Après six ans de procédure, le ministère public décide finalement de citer en correctionnelle six personnes, parmi lesquelles Etienne Guéna et Jean Naem, le dirigeant de Maât. Le second est accusé d’avoir – entre autres – corrompu le premier. Pourquoi ? Parce que le cabinet de conseil a obtenu, à partir de 2005, beaucoup de marchés attribués par l’AFL – au sein de laquelle Etienne Guéna exerçait un pouvoir très important. Dès lors, le recrutement, en septembre 2008, de l’ex-cadre du Medef par Jean Naem constituerait un renvoi d’ascenseur pour le remercier d’un avantage irrégulièrement accordé à Maât.

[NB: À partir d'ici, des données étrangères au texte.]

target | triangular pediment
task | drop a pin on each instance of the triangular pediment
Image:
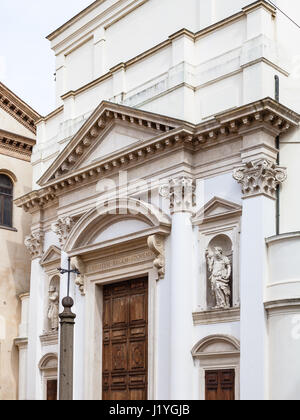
(116, 138)
(217, 208)
(53, 254)
(15, 115)
(110, 129)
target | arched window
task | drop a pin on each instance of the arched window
(6, 200)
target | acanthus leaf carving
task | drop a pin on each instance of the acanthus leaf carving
(79, 265)
(260, 177)
(34, 244)
(62, 227)
(182, 194)
(156, 244)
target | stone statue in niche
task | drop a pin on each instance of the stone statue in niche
(53, 309)
(219, 267)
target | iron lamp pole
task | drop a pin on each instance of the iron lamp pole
(67, 322)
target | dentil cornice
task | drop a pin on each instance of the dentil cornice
(260, 177)
(168, 134)
(182, 194)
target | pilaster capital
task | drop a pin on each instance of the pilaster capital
(78, 264)
(260, 177)
(62, 227)
(34, 244)
(182, 194)
(156, 244)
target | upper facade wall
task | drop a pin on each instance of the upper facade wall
(125, 29)
(182, 75)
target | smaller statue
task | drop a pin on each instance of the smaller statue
(53, 309)
(220, 268)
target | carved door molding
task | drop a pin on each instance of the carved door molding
(125, 340)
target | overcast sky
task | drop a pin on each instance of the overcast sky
(26, 60)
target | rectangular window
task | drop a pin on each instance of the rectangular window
(220, 385)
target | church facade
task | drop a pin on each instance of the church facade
(167, 173)
(17, 138)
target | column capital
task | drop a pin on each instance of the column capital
(34, 244)
(182, 194)
(62, 227)
(156, 244)
(260, 177)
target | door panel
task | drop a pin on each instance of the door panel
(52, 390)
(220, 385)
(125, 341)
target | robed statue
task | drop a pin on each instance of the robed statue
(219, 267)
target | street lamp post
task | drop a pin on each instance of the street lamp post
(67, 322)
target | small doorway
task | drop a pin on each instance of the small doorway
(220, 385)
(125, 340)
(52, 390)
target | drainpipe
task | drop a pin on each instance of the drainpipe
(277, 87)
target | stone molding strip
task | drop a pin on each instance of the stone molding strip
(18, 109)
(265, 113)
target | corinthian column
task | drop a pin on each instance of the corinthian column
(259, 179)
(34, 244)
(181, 193)
(63, 227)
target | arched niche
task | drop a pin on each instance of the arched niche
(49, 362)
(115, 219)
(224, 242)
(49, 367)
(216, 344)
(217, 353)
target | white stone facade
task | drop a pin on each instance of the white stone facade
(137, 173)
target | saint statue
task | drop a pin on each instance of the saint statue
(220, 268)
(53, 310)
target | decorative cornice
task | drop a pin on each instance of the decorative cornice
(156, 244)
(18, 109)
(105, 114)
(51, 256)
(216, 316)
(62, 227)
(21, 343)
(34, 244)
(217, 209)
(168, 134)
(167, 42)
(78, 264)
(181, 192)
(49, 339)
(14, 145)
(260, 177)
(283, 306)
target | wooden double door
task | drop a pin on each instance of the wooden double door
(220, 385)
(125, 340)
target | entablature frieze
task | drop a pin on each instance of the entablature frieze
(263, 114)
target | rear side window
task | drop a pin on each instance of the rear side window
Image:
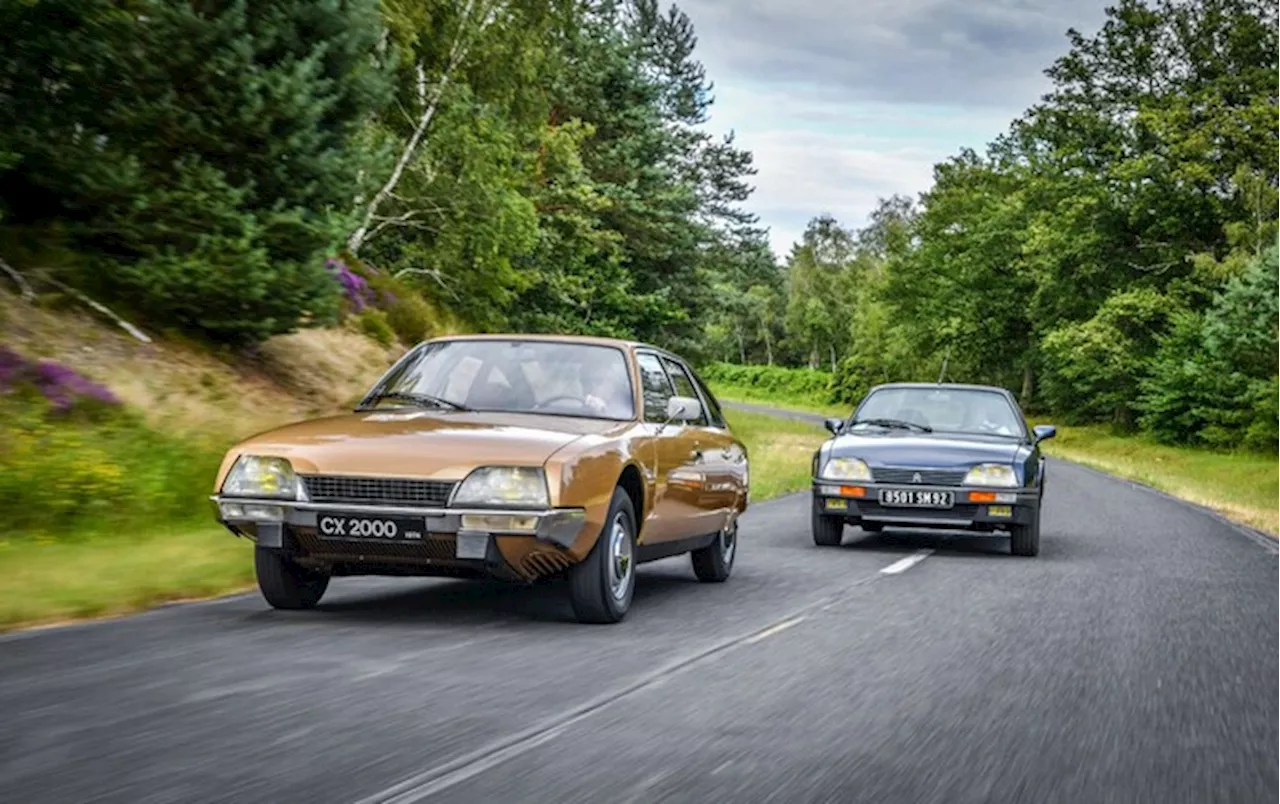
(712, 402)
(684, 384)
(654, 385)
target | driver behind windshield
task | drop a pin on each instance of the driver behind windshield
(993, 416)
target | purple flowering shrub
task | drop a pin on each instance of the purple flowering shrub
(382, 302)
(355, 288)
(60, 385)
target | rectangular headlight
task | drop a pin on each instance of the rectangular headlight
(499, 522)
(261, 476)
(846, 469)
(991, 474)
(503, 485)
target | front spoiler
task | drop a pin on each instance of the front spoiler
(964, 515)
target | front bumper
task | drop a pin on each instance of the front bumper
(458, 537)
(992, 507)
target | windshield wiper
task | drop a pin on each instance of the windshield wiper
(894, 424)
(421, 400)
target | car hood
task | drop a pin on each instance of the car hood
(426, 444)
(927, 451)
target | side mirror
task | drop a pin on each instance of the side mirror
(684, 409)
(1043, 432)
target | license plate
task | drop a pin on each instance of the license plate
(912, 498)
(370, 528)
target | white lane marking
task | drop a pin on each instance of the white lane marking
(447, 775)
(771, 631)
(906, 563)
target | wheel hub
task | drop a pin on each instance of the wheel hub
(621, 565)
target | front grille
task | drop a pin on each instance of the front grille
(378, 490)
(434, 548)
(928, 476)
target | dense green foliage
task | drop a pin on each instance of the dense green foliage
(192, 156)
(1107, 257)
(95, 469)
(544, 165)
(533, 164)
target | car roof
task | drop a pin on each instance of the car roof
(621, 343)
(547, 338)
(946, 385)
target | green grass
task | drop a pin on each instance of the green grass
(58, 581)
(131, 567)
(1239, 485)
(780, 452)
(1242, 487)
(813, 403)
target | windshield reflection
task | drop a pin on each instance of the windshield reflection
(945, 410)
(512, 377)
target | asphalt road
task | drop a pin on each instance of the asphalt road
(1136, 659)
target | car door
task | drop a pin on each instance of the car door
(713, 453)
(671, 452)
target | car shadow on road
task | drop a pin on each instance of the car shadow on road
(480, 602)
(942, 543)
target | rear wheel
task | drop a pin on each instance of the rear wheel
(827, 530)
(713, 563)
(602, 585)
(1024, 539)
(284, 584)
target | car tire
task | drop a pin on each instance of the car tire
(284, 584)
(1024, 539)
(714, 562)
(827, 530)
(602, 585)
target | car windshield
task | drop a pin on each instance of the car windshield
(517, 377)
(942, 410)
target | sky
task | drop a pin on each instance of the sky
(845, 101)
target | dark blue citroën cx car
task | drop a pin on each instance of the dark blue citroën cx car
(945, 456)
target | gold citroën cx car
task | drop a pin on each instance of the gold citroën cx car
(517, 457)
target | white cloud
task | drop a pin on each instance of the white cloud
(845, 105)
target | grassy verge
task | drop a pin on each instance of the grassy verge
(754, 396)
(1242, 487)
(780, 452)
(58, 581)
(95, 575)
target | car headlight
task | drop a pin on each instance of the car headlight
(261, 476)
(846, 469)
(991, 474)
(503, 485)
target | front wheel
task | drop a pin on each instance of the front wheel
(600, 586)
(1024, 539)
(284, 584)
(713, 563)
(827, 530)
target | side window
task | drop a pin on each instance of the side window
(684, 385)
(712, 402)
(656, 387)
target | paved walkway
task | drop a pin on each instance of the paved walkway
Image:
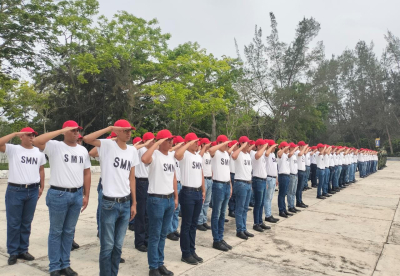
(356, 232)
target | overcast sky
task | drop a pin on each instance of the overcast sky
(215, 23)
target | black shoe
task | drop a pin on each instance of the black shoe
(282, 214)
(172, 237)
(154, 272)
(26, 256)
(164, 271)
(265, 227)
(258, 228)
(200, 260)
(68, 272)
(226, 245)
(201, 227)
(208, 227)
(12, 259)
(190, 260)
(241, 235)
(142, 248)
(220, 246)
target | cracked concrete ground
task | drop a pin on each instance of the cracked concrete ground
(355, 232)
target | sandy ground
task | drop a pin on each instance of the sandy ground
(355, 232)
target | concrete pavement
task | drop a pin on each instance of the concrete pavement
(355, 232)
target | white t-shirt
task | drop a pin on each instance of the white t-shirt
(220, 166)
(243, 167)
(24, 164)
(191, 170)
(161, 173)
(66, 164)
(116, 165)
(141, 170)
(207, 171)
(283, 164)
(272, 166)
(259, 166)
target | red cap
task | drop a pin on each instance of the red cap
(244, 139)
(71, 123)
(28, 129)
(178, 139)
(283, 145)
(148, 136)
(165, 133)
(190, 137)
(222, 138)
(123, 123)
(301, 143)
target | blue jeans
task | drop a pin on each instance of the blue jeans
(283, 180)
(259, 189)
(220, 196)
(160, 211)
(64, 210)
(204, 210)
(114, 220)
(300, 186)
(20, 208)
(175, 215)
(243, 195)
(292, 189)
(141, 218)
(268, 195)
(191, 204)
(321, 179)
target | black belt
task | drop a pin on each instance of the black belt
(117, 199)
(222, 182)
(71, 190)
(248, 182)
(162, 196)
(26, 186)
(191, 189)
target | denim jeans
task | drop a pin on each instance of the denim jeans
(300, 186)
(114, 220)
(64, 210)
(220, 196)
(141, 218)
(283, 180)
(268, 195)
(232, 201)
(20, 208)
(191, 204)
(321, 180)
(259, 189)
(292, 189)
(175, 215)
(204, 210)
(243, 195)
(160, 211)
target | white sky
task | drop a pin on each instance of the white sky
(215, 23)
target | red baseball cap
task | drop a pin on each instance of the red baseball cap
(148, 136)
(71, 123)
(28, 129)
(244, 139)
(123, 123)
(222, 138)
(178, 139)
(190, 137)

Cette thèse est taillée en pièces par la 11e chambre correctionnelle. Dans son jugement (livré sous la forme d’une « copie de travail » que Le Monde a pu consulter), elle fait remarquer que Etienne Guéna n’est nullement à l’origine de la prise de contact initiale entre l’AFL et Maât. De surcroît, les prestations du cabinet de conseil ont été négociées par une entité distincte de la Foncière logement. Personne « n’a fait état d’un abus d’autorité de la part d’Etienne Guéna », souligne le tribunal, en observant que l’AFL a un fonctionnement paritaire, collégial, qui associe des représentants des centrales syndicales. Enfin, la Foncière logement n’a pas contrevenu au code des marchés publics, n’y étant pas assujettie à l’époque, et Etienne Guéna n’était pas tenu de se conformer aux textes qui interdisent aux agents publics d’être enrôlés dans une entreprise avec laquelle ils ont été en relation.

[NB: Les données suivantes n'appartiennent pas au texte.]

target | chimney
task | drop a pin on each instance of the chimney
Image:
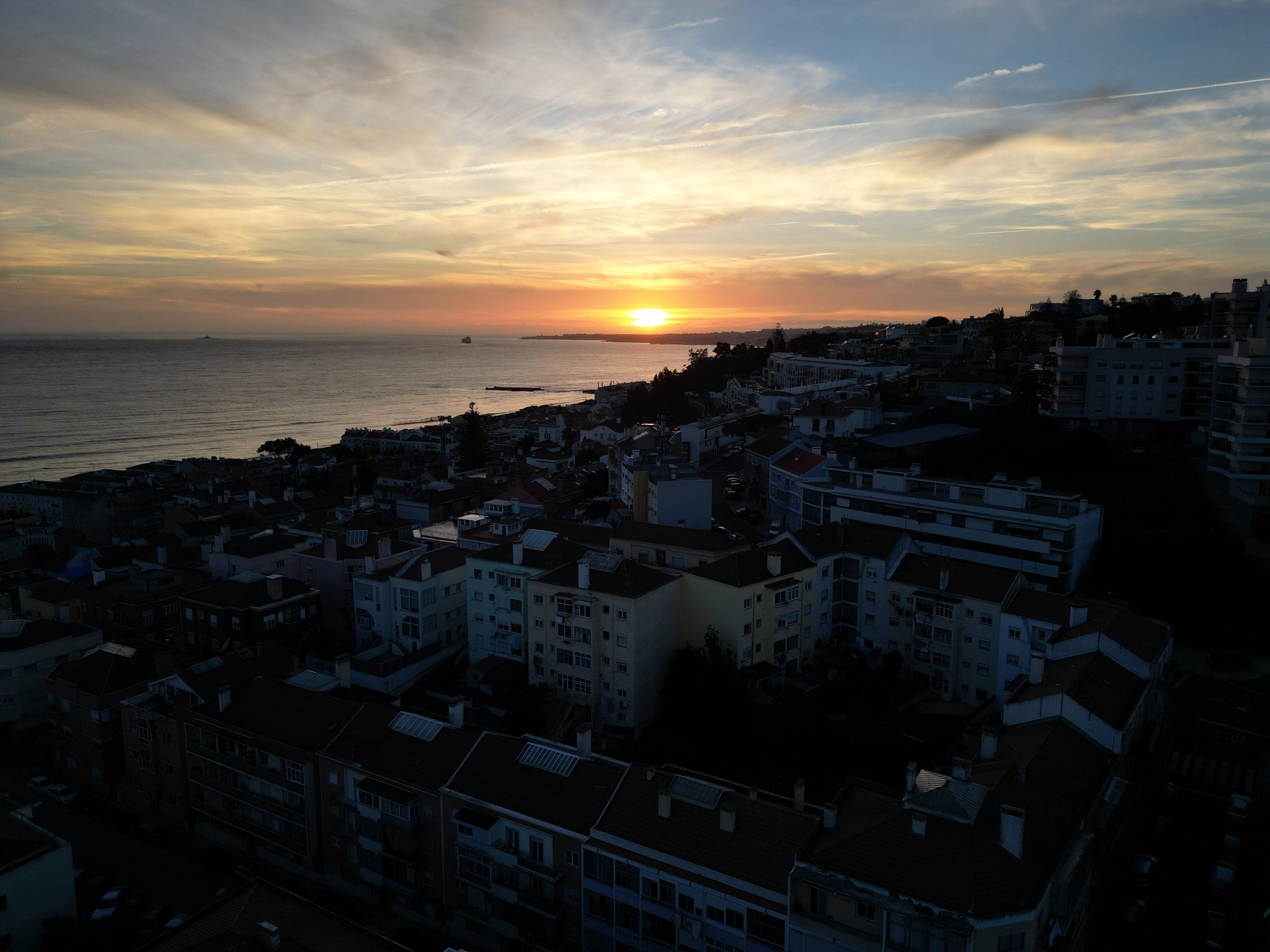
(919, 819)
(270, 935)
(987, 743)
(1013, 830)
(1035, 669)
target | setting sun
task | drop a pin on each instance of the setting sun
(650, 317)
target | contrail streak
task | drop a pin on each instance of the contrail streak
(761, 136)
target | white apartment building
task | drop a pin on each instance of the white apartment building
(679, 496)
(418, 603)
(1048, 535)
(944, 617)
(603, 631)
(761, 602)
(1238, 446)
(497, 612)
(845, 554)
(30, 649)
(1130, 381)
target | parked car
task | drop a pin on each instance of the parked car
(1142, 869)
(1224, 877)
(110, 904)
(1238, 809)
(62, 793)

Quant à Jean Naem, l’accusation de corruption active portée à son encontre ne tient pas non plus, aux yeux de la 11e chambre. La décision d’embaucher Etienne Guéna a eu lieu « dans des circonstances particulières qui n’ont pu être anticipées ni par l’un ni par l’autre ». En outre, l’ancien cadre du Medef a accompli un travail « effectif » au sein du cabinet de conseil. Dès lors, il n’y a aucun « lien de conséquence » entre le fait que Maât ait bénéficié de marchés octroyés par l’AFL et l’emploi que Etienne Guéna « s’est vu proposer ».

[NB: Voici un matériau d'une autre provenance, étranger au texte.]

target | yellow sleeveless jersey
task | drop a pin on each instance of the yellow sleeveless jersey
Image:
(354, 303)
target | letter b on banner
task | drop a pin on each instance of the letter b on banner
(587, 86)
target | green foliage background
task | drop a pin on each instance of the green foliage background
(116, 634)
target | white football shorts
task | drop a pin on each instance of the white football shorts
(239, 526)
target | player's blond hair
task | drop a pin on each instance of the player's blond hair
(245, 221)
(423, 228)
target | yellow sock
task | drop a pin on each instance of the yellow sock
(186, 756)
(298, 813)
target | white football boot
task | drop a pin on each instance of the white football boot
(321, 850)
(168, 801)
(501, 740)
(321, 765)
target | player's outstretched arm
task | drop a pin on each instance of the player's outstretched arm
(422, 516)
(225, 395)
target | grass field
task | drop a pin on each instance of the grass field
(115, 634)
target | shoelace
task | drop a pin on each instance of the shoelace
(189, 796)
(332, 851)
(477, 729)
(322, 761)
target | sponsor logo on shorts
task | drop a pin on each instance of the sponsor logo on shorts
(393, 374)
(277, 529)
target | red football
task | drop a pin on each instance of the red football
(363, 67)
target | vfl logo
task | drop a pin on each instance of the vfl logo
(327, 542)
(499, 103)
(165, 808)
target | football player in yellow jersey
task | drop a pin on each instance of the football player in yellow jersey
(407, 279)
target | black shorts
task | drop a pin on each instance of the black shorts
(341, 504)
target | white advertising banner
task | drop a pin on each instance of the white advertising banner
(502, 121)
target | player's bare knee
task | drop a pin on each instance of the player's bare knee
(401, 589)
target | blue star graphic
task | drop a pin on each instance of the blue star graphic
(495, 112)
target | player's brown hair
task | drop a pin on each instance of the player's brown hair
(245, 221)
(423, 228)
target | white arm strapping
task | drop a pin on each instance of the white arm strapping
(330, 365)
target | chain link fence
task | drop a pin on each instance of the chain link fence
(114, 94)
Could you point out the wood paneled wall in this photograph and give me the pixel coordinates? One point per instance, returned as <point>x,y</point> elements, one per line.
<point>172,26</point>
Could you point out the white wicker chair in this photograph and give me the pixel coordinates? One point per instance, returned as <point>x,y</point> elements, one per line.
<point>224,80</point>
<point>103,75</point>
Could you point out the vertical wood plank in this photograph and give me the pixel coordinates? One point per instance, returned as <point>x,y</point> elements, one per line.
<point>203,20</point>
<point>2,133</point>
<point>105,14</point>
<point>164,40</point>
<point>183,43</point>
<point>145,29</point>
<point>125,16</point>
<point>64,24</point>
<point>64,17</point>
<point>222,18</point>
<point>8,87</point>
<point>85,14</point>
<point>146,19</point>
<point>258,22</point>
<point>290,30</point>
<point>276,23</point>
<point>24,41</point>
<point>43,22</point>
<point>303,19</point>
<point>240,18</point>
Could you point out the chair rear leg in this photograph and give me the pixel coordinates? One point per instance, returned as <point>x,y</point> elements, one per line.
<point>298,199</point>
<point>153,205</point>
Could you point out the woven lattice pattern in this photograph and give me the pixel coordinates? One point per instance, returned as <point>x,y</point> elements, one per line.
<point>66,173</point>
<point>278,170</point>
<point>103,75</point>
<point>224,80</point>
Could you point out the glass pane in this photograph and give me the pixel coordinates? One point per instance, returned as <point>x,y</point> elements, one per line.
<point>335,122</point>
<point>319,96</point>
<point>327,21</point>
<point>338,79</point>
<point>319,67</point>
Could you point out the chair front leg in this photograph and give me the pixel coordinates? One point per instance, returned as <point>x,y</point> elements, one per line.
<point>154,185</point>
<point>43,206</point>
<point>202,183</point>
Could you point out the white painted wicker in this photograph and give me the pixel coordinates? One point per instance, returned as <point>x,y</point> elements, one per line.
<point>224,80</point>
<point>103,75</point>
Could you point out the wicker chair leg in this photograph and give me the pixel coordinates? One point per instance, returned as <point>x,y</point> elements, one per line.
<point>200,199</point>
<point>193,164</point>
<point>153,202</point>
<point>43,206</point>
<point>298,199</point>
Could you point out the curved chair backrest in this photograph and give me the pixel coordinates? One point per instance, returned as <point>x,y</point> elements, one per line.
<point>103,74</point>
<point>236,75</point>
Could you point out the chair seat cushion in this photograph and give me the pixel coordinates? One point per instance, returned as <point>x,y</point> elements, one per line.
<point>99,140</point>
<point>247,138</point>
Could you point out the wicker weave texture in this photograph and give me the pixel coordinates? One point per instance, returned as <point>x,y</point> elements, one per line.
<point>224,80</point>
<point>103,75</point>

Une expertise écartée des débats
Au passage, les juges formulent des appréciations très dures sur le rapport de l’expert judiciaire : celui-ci, écrivent-ils, ne respecte pas les « règles applicables à la procédure pénale » car il a méconnu « le principe du contradictoire » en s’abstenant fréquemment de recueillir la parole des mis en cause. Et quand il s’adresse à eux, Lionel Guibert leur inflige « des réponses lapidaires et péremptoires ». Du coup, cette expertise judiciaire « ne peut servir de support de preuve dans un procès pénal » : elle a donc été écartée des débats.
Au cours du procès, début octobre, le représentant du parquet, François Camard, avait requis six mois de prison avec sursis à l’encontre d’Etienne Guéna. Dans le même temps, le magistrat avait reconnu que la procédure présentait de multiples points faibles. « Dire que la citation [des prévenus devant la 11e chambre correctionnelle] était baroque est en dessous de la réalité, avait-il lancé. C’est un dossier qui ne tient pas la route. » Ce qui l’avait d’ailleurs amené à considérer que plusieurs des griefs à l’encontre de Jean Naem n’étaient pas caractérisés (notamment l’abus de confiance et l’abus de biens sociaux), tandis que d’autres l’étaient. Au final, le tribunal a conclu que rien ne pouvait être reproché aux prévenus.
Un jugement dont se réjouit Me Bernard Vatier, le conseil d’Etienne Guéna. Cette affaire, dit-il, est « le fruit de rumeurs malveillantes ». Pour l’avocat, tout s’est passé comme si le parquet avait demandé à la brigade financière « de démontrer que l’expert judiciaire avait raison », alors même que son rapport est totalement « fantaisiste ».
La décision rendue mercredi a de fortes chances d’être définitive : selon nos informations, le parquet n’a pas l’intention d’interjeter appel.